Here, the score is being calculated for only the $\frac{N}{k}$ documents belonging to the top cluster.

In [14]:
#(l)nc for documents in top cluster
w_d = top_cluster
w_d = np.array(w_d, dtype=np.float64)
w_d = np.log2(w_d, out=np.zeros_like(w_d), where=(w_d>=1.0))
w_d = np.add(w_d, 1, out=np.zeros_like(w_d), where=(w_d!=0))

#ln(c) for documents

w_d = np.divide(w_d, np.linalg.norm(w_d, axis=1).reshape(-1,1))
w_d[np.isnan(w_d)] = 0

  w_d = np.divide(w_d, np.linalg.norm(w_d, axis=1).reshape(-1,1))


### Calculating Cosine Similarity between query and centroids:

$$ \cos \left( d_{j}, q \right) = \frac {\sum\limits_{i=1}^{N}{w_{i,j}w_{i,q}}}{\sqrt{\sum\limits_{i=i}^{N}w_{i,j}^{2}} \sqrt{\sum\limits_{i=i}^{N}w_{i,q}^{2}}} $$ 

Cosine similarity lies in the range [0,1], with 0 meaning no similarity and 1 meaning complete similarity. 

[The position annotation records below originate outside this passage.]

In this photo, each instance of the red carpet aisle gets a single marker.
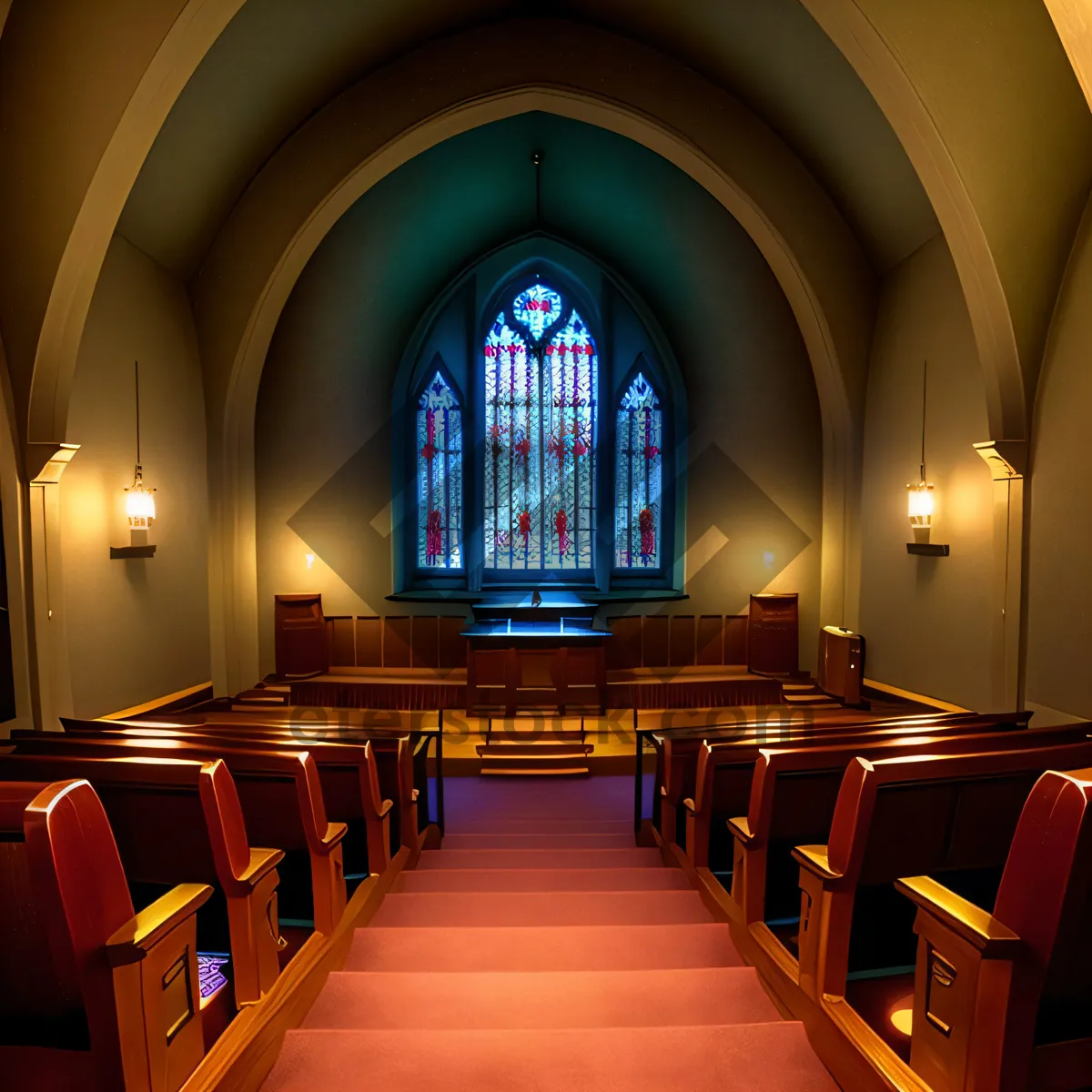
(540, 951)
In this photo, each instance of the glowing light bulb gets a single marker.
(140, 503)
(920, 505)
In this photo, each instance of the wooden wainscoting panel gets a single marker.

Since, we have already normalised the vectors, we just need to get their dot product to compute the cosine similarity. To optimise performance, we are computing the scores by matrix multiplication instead of running a loop.

In [15]:
scores = np.multiply(w_q.reshape(-1,1), w_d)
scores = np.sum(scores, axis=0)
scores[np.isnan(scores)] = 0

---

## Result

Here are the top 10 documents and their scores calculated by the IR system optimised with KMeans clustering.

In [16]:
rank = np.argsort(scores)[-10:][::-1]

print("   score  | name of document")
print("-------------------------------")
for i in rank:
    print("%.8f" % scores[i], docs[i])

   score  | name of document
-------------------------------
0.37211641 karl richter (tennis)
0.07718727 william strahan (cricketer)
0.07313320 henrich danckwardt
0.05580404 șuica river
0.05347079 lee seo-won
0.05155923 olga fedorovich
0.05074536 2008–12 cyprus talks
0.04727641 daniel karaba
0.04632542 manuel martic
0.04554281 nick robertson (businessman)


## Observations

- While it does work, the results are far from great. To get better results, we will have to increase the value of $K$, which is not possible right now as the system is already running at its peak memory.    

- Also, there is a huge deviation in the number of documents per cluster. This might be due to the fact that length normalisation is not having its desired effect or due to presence of non-english terms in the vocabulary which are clustering together.